“Shout out to @TheAtlantic,” begins a tweet from The Atlantic national correspondent Ta-Nehisi Coates after it was announced he was part of the 2015 class of MacArthur Fellows, “who never said to me ‘Reparations? Who cares about that?’ All they said was ‘Let’s go.'”
Coates is referring, of course, to The Case for Reparations, his epic June 2014 cover story for The Atlantic about the effects of racism and racist policies on African Americans throughout America’s history–a story that was still being discussed and dissected weeks after its publication. “At once deeply felt and intensely researched,” the MacArthur Foundation wrote of the piece on its bio page for Coates, “the essay prompted a national conversation.” Coates had produced significant work before and since The Case for Reparations, but that piece really showcased Coates’ ability to get different cross-sections of the American public talking.

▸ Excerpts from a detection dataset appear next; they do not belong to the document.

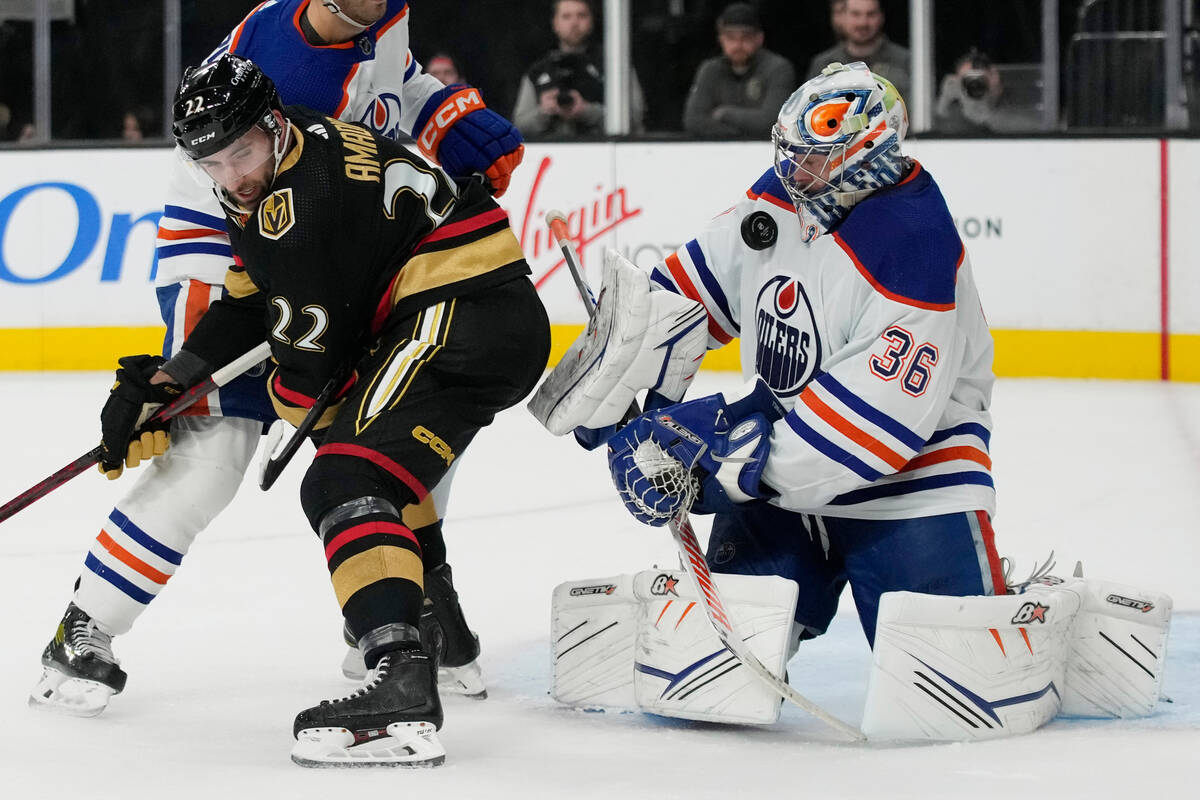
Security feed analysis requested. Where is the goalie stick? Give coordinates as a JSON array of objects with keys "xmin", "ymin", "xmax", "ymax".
[
  {"xmin": 546, "ymin": 209, "xmax": 596, "ymax": 319},
  {"xmin": 546, "ymin": 210, "xmax": 866, "ymax": 741},
  {"xmin": 667, "ymin": 510, "xmax": 866, "ymax": 741},
  {"xmin": 0, "ymin": 342, "xmax": 271, "ymax": 523}
]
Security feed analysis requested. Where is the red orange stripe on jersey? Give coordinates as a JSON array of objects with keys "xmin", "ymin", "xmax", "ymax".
[
  {"xmin": 157, "ymin": 225, "xmax": 226, "ymax": 241},
  {"xmin": 331, "ymin": 64, "xmax": 359, "ymax": 119},
  {"xmin": 96, "ymin": 529, "xmax": 170, "ymax": 585},
  {"xmin": 800, "ymin": 389, "xmax": 907, "ymax": 470},
  {"xmin": 900, "ymin": 446, "xmax": 991, "ymax": 473},
  {"xmin": 976, "ymin": 511, "xmax": 1007, "ymax": 595},
  {"xmin": 325, "ymin": 521, "xmax": 421, "ymax": 561}
]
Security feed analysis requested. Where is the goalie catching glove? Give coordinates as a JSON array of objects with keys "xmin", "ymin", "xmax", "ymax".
[
  {"xmin": 608, "ymin": 378, "xmax": 784, "ymax": 525},
  {"xmin": 100, "ymin": 355, "xmax": 184, "ymax": 480},
  {"xmin": 413, "ymin": 84, "xmax": 524, "ymax": 197}
]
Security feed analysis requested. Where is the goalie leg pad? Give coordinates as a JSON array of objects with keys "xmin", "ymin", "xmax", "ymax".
[
  {"xmin": 529, "ymin": 249, "xmax": 708, "ymax": 435},
  {"xmin": 863, "ymin": 587, "xmax": 1080, "ymax": 741},
  {"xmin": 1062, "ymin": 579, "xmax": 1171, "ymax": 718},
  {"xmin": 552, "ymin": 570, "xmax": 798, "ymax": 724}
]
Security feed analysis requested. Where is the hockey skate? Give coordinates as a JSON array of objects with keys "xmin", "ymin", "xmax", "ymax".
[
  {"xmin": 292, "ymin": 650, "xmax": 445, "ymax": 768},
  {"xmin": 29, "ymin": 603, "xmax": 126, "ymax": 717},
  {"xmin": 342, "ymin": 564, "xmax": 487, "ymax": 700}
]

“A highly distinctive voice,” the bio went on to say, “Coates is emerging as a leading interpreter of American concerns to a new generation of media-savvy audiences and having a profound impact on the discussion of race and racism in this country.”
Coates joins 23 other fellows from a broad range of background and disciplines, selected this year, as always, for the creativity of their work and the potential for more. Recipients each receive a completely-obligation-free $625,000 “genius” grant, distributed over five years. The number of fellows changes annually, but somewhere between 20 and 30 are typically chosen. The first class of fellows was announced in 1981.
“When I first got the call from the MacArthur foundation I was ecstatic,” Coates says in a video interview on the site, “and then I was deeply, deeply honored. We labor in the dark. Anybody who even reads what I’m doing, that’s a great day.”